MPAT: Building Robust Deep Neural Networks against Textual Adversarial Attacks
Fangyuan Zhang, Huichi Zhou, Shuangjiao Li, Hongtao Wang
TL;DR
This work tackles NLP model vulnerability to textual adversarial attacks by introducing MPAT, a malicious-perturbation based adversarial training method. MPAT constructs a multi-level perturbation set via sentence-level paraphrase and word-level synonym replacement, then trains on these maliciously perturbed inputs while applying benign embedding perturbations, enforced by a manifold loss to keep perturbations on the original semantic manifold. The approach is evaluated on three NLP tasks with five victim models and three attack methods, showing improved robustness against malicious perturbations and preserved or enhanced performance on clean data. Overall, MPAT demonstrates that explicitly modeling malicious perturbations and manifold-consistent training yields stronger defenses with practical impact for NLP systems.
Abstract
Deep neural networks have been proven to be vulnerable to adversarial examples and various methods have been proposed to defend against adversarial attacks for natural language processing tasks. However, previous defense methods have limitations in maintaining effective defense while ensuring the performance of the original task. In this paper, we propose a malicious perturbation based adversarial training method (MPAT) for building robust deep neural networks against textual adversarial attacks. Specifically, we construct a multi-level malicious example generation strategy to generate adversarial examples with malicious perturbations, which are used instead of original inputs for model training.

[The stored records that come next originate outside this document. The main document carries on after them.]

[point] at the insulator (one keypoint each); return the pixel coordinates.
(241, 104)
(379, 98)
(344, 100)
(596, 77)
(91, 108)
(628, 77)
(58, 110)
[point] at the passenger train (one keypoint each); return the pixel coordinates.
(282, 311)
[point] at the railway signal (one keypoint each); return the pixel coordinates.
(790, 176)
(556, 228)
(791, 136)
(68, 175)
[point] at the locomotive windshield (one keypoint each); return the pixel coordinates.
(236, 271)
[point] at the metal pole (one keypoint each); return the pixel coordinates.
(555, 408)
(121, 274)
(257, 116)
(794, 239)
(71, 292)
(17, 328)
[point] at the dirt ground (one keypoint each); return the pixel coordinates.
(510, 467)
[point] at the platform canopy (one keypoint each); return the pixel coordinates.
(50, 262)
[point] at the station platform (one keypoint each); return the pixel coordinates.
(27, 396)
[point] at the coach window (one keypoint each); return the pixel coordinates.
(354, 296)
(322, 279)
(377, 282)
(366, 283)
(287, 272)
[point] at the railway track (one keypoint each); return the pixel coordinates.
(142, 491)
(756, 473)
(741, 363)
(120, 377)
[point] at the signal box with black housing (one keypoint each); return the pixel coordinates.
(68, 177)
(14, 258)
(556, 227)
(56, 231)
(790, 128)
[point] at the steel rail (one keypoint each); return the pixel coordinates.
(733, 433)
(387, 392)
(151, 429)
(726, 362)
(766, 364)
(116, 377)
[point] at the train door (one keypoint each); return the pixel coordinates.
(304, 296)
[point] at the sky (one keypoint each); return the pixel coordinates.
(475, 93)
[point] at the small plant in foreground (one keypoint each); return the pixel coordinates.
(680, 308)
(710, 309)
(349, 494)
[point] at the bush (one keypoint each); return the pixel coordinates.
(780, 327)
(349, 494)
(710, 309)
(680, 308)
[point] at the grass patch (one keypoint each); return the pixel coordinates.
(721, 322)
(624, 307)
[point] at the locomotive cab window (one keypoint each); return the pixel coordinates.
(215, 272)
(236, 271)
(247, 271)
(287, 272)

Additionally, we employ a novel training objective function to ensure achieving the defense goal without compromising the performance on the original task. We conduct comprehensive experiments to evaluate our defense method by attacking five victim models on three benchmark datasets. The result demonstrates that our method is more effective against malicious adversarial attacks compared with previous defense methods while maintaining or further improving the performance on the original task.